Do the job you sign up for, or don't do it?
Don't hear me complain.
That's because you obviously don't have the talent or the bargaining position, or both, to negotiate better conditions for yourself.
You should join a union or something.
You are obviously a little raw to these boards.
People in triple figure middle management dont worry about Unions. If you think Andre needs a Union, Im gonna have to stop you now before I die from laughter.
Ive never had a problem with 14 hour days, some much longer than that.
You bog down when you have to, and in my experience you get rewarded down the track.
And none of my "overtime" was ever on the hourly pay clock either.
Actually, I am aware of Andre and his triple figure middle management position.
Previous conversations have uncovered that Andre and I earn approximately the same wage. If I was forced to work a 14+ hour day however, I would be out the door in a heartbeat. I love my job, but I also
have a life to live outside of it.
I am lucky that my employers are well aware of this. In, turn, I will send a member of my team home if they are staying at work too late.
As a result, we are a happy, productive team that constantly produces results and that has a life outside of work. I feel that the quality of work produced after you have been there for hours on end drops dramatically anyway.
If that makes me less worthy than the schmo who is stuck in an office away from family and friends, so be it.

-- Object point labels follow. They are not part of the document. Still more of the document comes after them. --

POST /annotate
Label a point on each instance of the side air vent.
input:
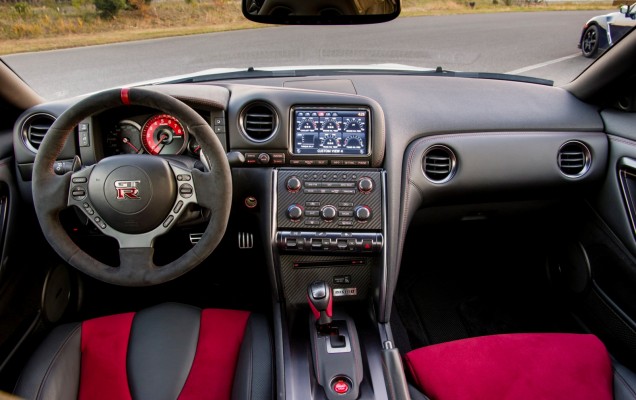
(439, 164)
(34, 128)
(259, 122)
(574, 159)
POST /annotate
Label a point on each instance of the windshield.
(65, 49)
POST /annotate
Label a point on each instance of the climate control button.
(365, 184)
(328, 213)
(294, 184)
(363, 213)
(295, 212)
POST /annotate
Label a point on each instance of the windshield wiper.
(494, 75)
(255, 73)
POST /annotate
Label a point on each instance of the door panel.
(608, 239)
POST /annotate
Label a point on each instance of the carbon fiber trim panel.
(296, 280)
(338, 188)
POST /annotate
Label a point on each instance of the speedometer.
(163, 134)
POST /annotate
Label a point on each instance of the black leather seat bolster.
(253, 379)
(53, 372)
(624, 382)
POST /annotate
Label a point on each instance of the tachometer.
(125, 138)
(163, 134)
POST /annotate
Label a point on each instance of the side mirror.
(320, 12)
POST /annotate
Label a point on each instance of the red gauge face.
(163, 134)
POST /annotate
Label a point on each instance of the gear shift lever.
(320, 298)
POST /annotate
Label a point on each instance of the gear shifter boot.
(320, 297)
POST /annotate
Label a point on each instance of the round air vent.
(574, 159)
(258, 121)
(439, 164)
(34, 128)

But hey, you can feel free to feel somehow superior because you work longer hours than I do. I'll think of you when I'm out at a show with my wife or drinking with mates.
There is an expectation where I am that you get in and do the work when it needs to be done, and you arent near the place when its quiet.
Its the joys of the corporate world, and if you have to do the 12, 14, and even 16 hour day then you do it in order to meet the deadlines.
If your answer to meeting a deadline is 'I'm going home', then good luck to you, but you wouldnt last 2 minutes in my office.
Thats where the give and take comes in. You give me the time when we need it, and I give them the time when they want it.
I dont know what kind of an arts job you have that lets you head off without a sniff of overtime, but its obviously not one that involves strict deadlines.
Good luck to you, but you situation is not what I would call a normal one.
But I'll think of you while Im having my week off because of the overtime I did the week before in meeting the deadlines.